Bisikan di Kamar Mandi
Bisikan di Kamar Mandi
Khalila
Alkyra Zaahid
Jam
dinding tua di ujung koridor asrama putri Pesantren Maulana Malik Ibrahim
berdentang satu kali, menandakan waktu telah lewat tengah malam. Keheningan
yang mencekam menyelimuti bangunan asrama yang biasanya dipenuhi celoteh dan
tawa para santri.
Khalila
terbangun dengan tiba-tiba, matanya terbuka lebar menatap langit-langit
kamarnya. Ia mengerjap beberapa kali, berusaha mengingat mimpi apa yang baru
saja membuatnya tersentak dari tidur. Namun, yang terasa justru desakan yang
tak tertahankan dari kandung kemihnya.
"Ya
Allah," bisiknya pada diri sendiri seraya menyibakkan selimut.
Ia
melirik ke sekeliling kamar asrama. Ulfa, Husna, Rizka, dan Izza masih terlelap
dalam tidur mereka. Dengkuran halus Ulfa terdengar berirama, kontras dengan
keheningan malam yang mencekam. Khalila mengambil senter kecil dari bawah
bantalnya dan melangkah perlahan menuju pintu, berusaha tidak membangunkan
teman-temannya.
Koridor
asrama putri terasa lebih panjang dan lebih gelap dari biasanya. Lampu yang
biasanya dinyalakan sepanjang malam entah mengapa hanya menyala redup,
menciptakan bayangan-bayangan aneh di sepanjang dinding. Khalila menggenggam
senternya lebih erat, menyorotkan cahayanya ke depan meskipun tangannya sedikit
gemetar.
Kamar
mandi putri berada di belakang asrama, terpisah sekitar dua puluh langkah dari
bangunan utama. Bu Hawa selalu memperingatkan para santri putri untuk tidak
pergi ke kamar mandi sendirian di malam hari, tetapi Khalila tidak punya
pilihan. Ia berjalan cepat menyeberangi halaman kecil, merasakan hembusan angin
malam yang entah mengapa terasa lebih dingin dari biasanya.
Ketika
membuka pintu kamar mandi, Khalila disambut oleh kegelapan pekat.

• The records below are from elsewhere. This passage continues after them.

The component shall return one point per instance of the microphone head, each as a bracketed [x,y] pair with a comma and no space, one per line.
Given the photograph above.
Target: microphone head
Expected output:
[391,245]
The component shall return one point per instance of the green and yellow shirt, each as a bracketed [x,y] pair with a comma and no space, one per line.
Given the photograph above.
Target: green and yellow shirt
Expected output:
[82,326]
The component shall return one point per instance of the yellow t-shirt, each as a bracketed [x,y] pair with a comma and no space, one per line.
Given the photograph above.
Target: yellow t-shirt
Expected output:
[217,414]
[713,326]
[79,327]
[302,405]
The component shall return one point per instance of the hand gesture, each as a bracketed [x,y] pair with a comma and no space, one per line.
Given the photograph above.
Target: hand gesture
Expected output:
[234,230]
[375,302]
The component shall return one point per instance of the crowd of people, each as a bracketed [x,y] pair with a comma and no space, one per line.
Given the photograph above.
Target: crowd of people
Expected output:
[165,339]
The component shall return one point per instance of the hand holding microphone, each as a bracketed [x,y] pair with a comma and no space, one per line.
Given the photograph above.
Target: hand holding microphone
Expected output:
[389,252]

Ia menekan
saklar lampu, dan lampu neon di langit-langit berkedip beberapa kali sebelum
akhirnya menyala, memancarkan cahaya putih kebiruan yang memucat. Suasana kamar
mandi itu tiba-tiba membuatnya merinding. Lantai keramik yang basah memantulkan
cahaya lampu, dan suara tetesan air dari keran yang tidak tertutup rapat
menciptakan irama menakutkan dalam keheningan.
"Selesaikan
saja dengan cepat," gumam Khalila pada dirinya sendiri.
Ia
memasuki salah satu bilik dan menguncinya. Tepat saat itu, terdengar suara air
mengalir dari bilik di sampingnya. Khalila tertegun. Siapa yang berada di
kamar mandi sepagi ini?
"Assalamualaikum?"
panggilnya pelan. Tidak ada jawaban.
Suara
air terus mengalir tanpa henti. Khalila menyelesaikan urusannya dengan cepat,
lalu keluar dari bilik. Ia berdiri di depan wastafel, memandang bayangannya di
cermin yang sedikit retak di bagian ujungnya. Wajahnya tampak pucat, dan
matanya menyiratkan kecemasan yang tidak dapat ia sembunyikan.
"Permisi,
siapa di dalam?" tanyanya lagi, suaranya sedikit bergetar. Masih tidak ada
jawaban, namun suara air terus mengalir.
Khalila
menyalakan keran dan mulai membasuh tangannya. Air dingin membuat kulitnya
terasa kaku. Tepat ketika ia hendak meraih handuk kecil dari sakunya, sesuatu
jatuh ke tangannya. Sehelai rambut hitam panjang.
Dahinya
mengernyit. Rambut itu bukan miliknya, terlalu panjang dan terlalu hitam.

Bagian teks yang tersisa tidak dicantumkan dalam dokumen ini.